Turning to his third reason, Draghi believes that two factors are behind the Eurozone’s increasing reliance to new shocks. First, the increasing convergence between the performance of Eurozone countries, for example, in terms of GDP growth and employment, and credit conditions. Second, the resilience of the financial sector. We will refrain from making any remark about Deutsche Bank or a big chunk of the Italian banking industry, but this was Draghi’s comment.

The other trend is the growing resilience of the financial sector. The total capital ratio of significant banks has increased by more than 170 basis points since early 2015. Their return on equity has risen from 4.4% at the end of 2015 to 7.1% at the start of this year, even as their leverage ratios have declined. All banks have benefited from the upward trend in returns on assets since the start of our monetary policy easing in 2014, although in some cases starting from low levels. Clearly this trend hides some variation among banks, which is largely driven by differences in their business models.

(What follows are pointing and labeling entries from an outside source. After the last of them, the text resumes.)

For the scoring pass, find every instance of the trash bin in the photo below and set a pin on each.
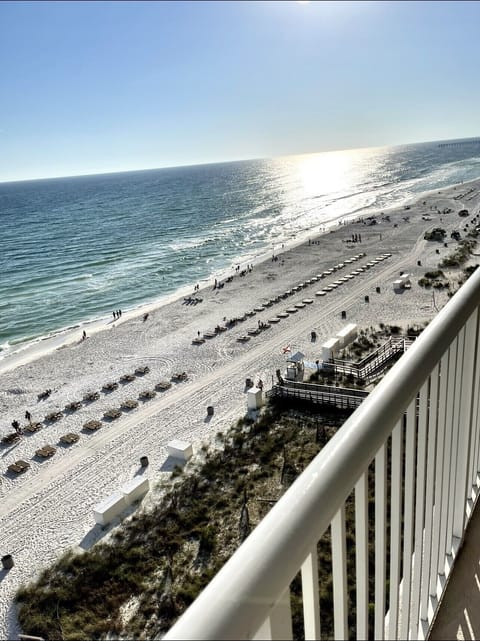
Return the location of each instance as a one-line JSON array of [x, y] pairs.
[[7, 561]]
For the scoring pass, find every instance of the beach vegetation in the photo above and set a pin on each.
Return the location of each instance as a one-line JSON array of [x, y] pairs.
[[164, 557], [437, 234], [460, 255]]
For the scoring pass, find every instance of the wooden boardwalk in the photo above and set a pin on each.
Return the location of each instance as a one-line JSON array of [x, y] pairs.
[[340, 397]]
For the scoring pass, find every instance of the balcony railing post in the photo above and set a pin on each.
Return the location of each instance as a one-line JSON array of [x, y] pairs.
[[339, 563], [380, 542], [395, 526], [361, 554], [410, 454], [310, 596], [422, 512], [278, 624], [464, 426], [472, 478]]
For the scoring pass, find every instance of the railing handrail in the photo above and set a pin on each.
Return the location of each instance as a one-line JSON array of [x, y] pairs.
[[235, 603]]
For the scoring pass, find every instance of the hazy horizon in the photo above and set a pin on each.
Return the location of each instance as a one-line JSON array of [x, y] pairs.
[[106, 87]]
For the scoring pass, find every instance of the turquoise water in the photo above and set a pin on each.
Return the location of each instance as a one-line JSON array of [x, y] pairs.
[[74, 249]]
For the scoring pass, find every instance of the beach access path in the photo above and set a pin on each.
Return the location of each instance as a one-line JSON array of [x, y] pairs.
[[49, 508]]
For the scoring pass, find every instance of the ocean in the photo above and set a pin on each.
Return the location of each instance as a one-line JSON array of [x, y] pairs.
[[75, 249]]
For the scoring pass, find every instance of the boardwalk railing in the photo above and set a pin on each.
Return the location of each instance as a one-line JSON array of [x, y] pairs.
[[341, 397], [375, 362], [415, 440]]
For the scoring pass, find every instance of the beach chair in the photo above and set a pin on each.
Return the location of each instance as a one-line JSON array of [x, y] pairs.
[[19, 467], [69, 438], [46, 451]]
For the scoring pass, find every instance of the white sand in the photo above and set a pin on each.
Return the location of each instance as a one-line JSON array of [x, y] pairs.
[[49, 508]]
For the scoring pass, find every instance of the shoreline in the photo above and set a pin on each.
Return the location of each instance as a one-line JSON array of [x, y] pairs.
[[30, 350]]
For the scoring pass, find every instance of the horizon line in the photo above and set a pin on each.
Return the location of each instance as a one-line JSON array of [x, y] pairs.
[[217, 162]]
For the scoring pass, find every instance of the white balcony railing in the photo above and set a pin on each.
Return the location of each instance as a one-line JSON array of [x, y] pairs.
[[418, 434]]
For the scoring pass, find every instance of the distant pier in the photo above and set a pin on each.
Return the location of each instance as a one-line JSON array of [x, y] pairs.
[[475, 141]]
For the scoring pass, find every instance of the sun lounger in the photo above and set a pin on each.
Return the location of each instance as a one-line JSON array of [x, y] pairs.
[[146, 395], [19, 467], [141, 371], [92, 425], [69, 438], [32, 427], [113, 413], [110, 387], [179, 377], [13, 437], [46, 451], [129, 404], [162, 386]]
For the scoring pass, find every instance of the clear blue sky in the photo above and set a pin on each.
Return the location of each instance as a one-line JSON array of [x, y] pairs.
[[92, 87]]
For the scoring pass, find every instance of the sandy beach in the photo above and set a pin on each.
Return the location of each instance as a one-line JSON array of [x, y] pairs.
[[49, 508]]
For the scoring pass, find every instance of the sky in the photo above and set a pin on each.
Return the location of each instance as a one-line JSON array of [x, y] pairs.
[[94, 87]]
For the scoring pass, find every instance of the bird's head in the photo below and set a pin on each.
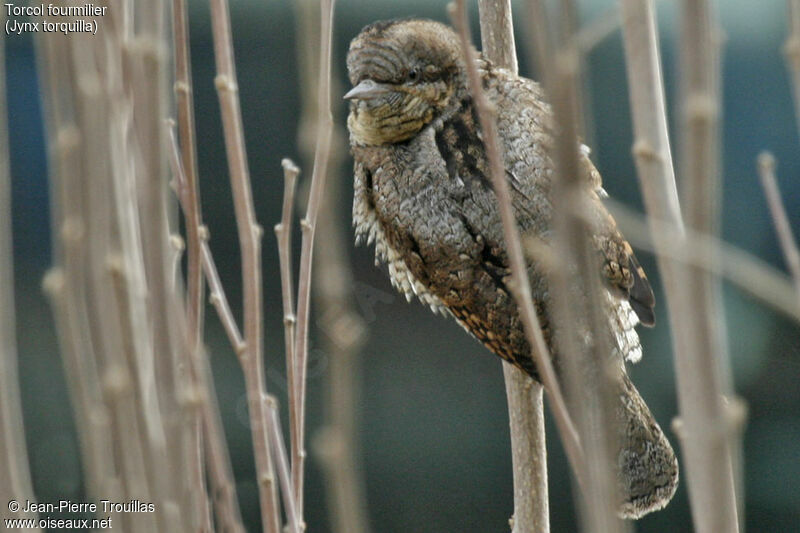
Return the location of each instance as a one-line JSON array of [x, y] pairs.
[[404, 73]]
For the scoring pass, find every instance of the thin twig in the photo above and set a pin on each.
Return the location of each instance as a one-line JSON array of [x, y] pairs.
[[220, 471], [520, 284], [282, 463], [318, 178], [766, 170], [524, 396], [13, 453], [701, 71], [194, 219], [283, 231], [791, 50], [592, 378], [250, 233]]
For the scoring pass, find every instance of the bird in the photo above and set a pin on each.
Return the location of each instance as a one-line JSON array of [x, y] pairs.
[[424, 197]]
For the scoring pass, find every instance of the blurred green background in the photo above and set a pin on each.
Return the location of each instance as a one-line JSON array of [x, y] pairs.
[[433, 417]]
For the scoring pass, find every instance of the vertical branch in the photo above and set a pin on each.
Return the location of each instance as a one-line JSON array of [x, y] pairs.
[[766, 170], [218, 457], [282, 464], [283, 231], [705, 423], [194, 219], [318, 178], [250, 242], [13, 453], [592, 376], [336, 444], [520, 284], [791, 50], [524, 395]]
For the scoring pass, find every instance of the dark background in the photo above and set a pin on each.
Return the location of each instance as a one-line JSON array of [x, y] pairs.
[[434, 425]]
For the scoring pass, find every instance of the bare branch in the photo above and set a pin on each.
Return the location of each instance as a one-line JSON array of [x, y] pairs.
[[283, 231], [766, 170], [250, 242], [282, 463], [705, 440], [791, 50], [194, 219], [13, 454], [524, 396], [318, 178], [520, 284], [220, 471]]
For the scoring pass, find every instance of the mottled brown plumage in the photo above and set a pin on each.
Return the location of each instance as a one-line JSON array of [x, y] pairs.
[[423, 195]]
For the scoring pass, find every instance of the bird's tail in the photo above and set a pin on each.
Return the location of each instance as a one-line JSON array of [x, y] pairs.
[[647, 469]]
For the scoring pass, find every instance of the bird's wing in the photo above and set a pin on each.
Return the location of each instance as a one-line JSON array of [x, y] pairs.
[[525, 125]]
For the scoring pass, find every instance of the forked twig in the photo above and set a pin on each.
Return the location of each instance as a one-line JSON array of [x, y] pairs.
[[318, 177], [220, 471], [791, 50], [766, 170], [251, 358]]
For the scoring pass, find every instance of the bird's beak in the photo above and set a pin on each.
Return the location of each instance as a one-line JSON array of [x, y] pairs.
[[367, 89]]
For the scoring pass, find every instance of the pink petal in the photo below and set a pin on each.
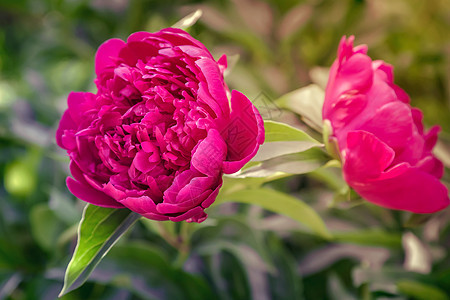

Low-for-long interest rates might contribute to a build-up of financial risks, and this has to be carefully monitored. At present we do not see systemic risks emerging at the euro area level. If there are some local pockets of risk, the defence lies in micro-prudential and macro-prudential policies, not changing area-wide monetary policy. Furthermore, in such an environment any backtracking on financial regulation would be a mistake, as the pre-crisis experience has shown.

Draghi would be rare amongst central bankers if he did see systemic risks, just like they never see asset bubbles, but we digress. One area where Draghi had to acknowledge a less than stellar performance was inflation, given the misguided view that reducing purchasing power is a good thing. He characterised progress as “incomplete and partial”. However, he sees two reasons for optimism.

Two indicators are important for gauging the durability of inflation. The first is the outlook for growth, since this helps us assess whether inflation will continue to rise as we expect. The second is underlying inflation. This allows us to assess whether inflation will stabilise around our aim once the effects of volatile factors, such as oil and food price swings, have faded away.

The growth outlook is now clearly improving, for all the reasons I have mentioned. But the underlying inflation trend remains subdued. According to a broad range of measures, underlying inflation has ticked up moderately since the start of this year, but it still lacks clear upward momentum. A key issue here is wage growth. Since the trough in mid-2016, growth in compensation per employee has risen, recovering around half of the gap towards its historical average. But overall trends remain subdued and are not broad-based.

On the ECB’s asset purchase program, Draghi stated that the reduction in monthly purchases from 60 billion Euros to 30 billion reflects the “growing confidence” in the economy. Asset purchases could be extended beyond September 2018 if there has not been a “sustained adjustment in the path of inflation”. Indeed, he noted that the reduced pace of purchases coupled with the extension of the time horizon had essentially left financial conditions unchanged. Having talked up the Eurozone recovery and prospects, Draghi urged politicians to do their part, a not so subtle way of taking credit for recent successes.

With the recovery ongoing, now is the right moment for the euro area to address further challenges to stability. This means actively putting our fiscal houses in order and building up buffers for the future – not just waiting for growth to gradually reduce debt. It means implementing structural reforms that will allow our economies to converge and grow at higher speeds over the long term. And it means addressing the remaining gaps in the institutional architecture of our monetary union.

So Draghi is very bullish, although we suspect his Eurozone recovery is somewhat more fragile than he would admit, but time will tell. Mark Ostwald, global strategist at ADM ISI, commenting on the timing of Draghi’s speech noted:"It comes ahead of next week's 'account' of the October council meeting, which may well highlight that Signor Draghi was rather economical with the truth about how many council members wanted to signal a specific end point for the QE programme, as has been more than evident in speeches since."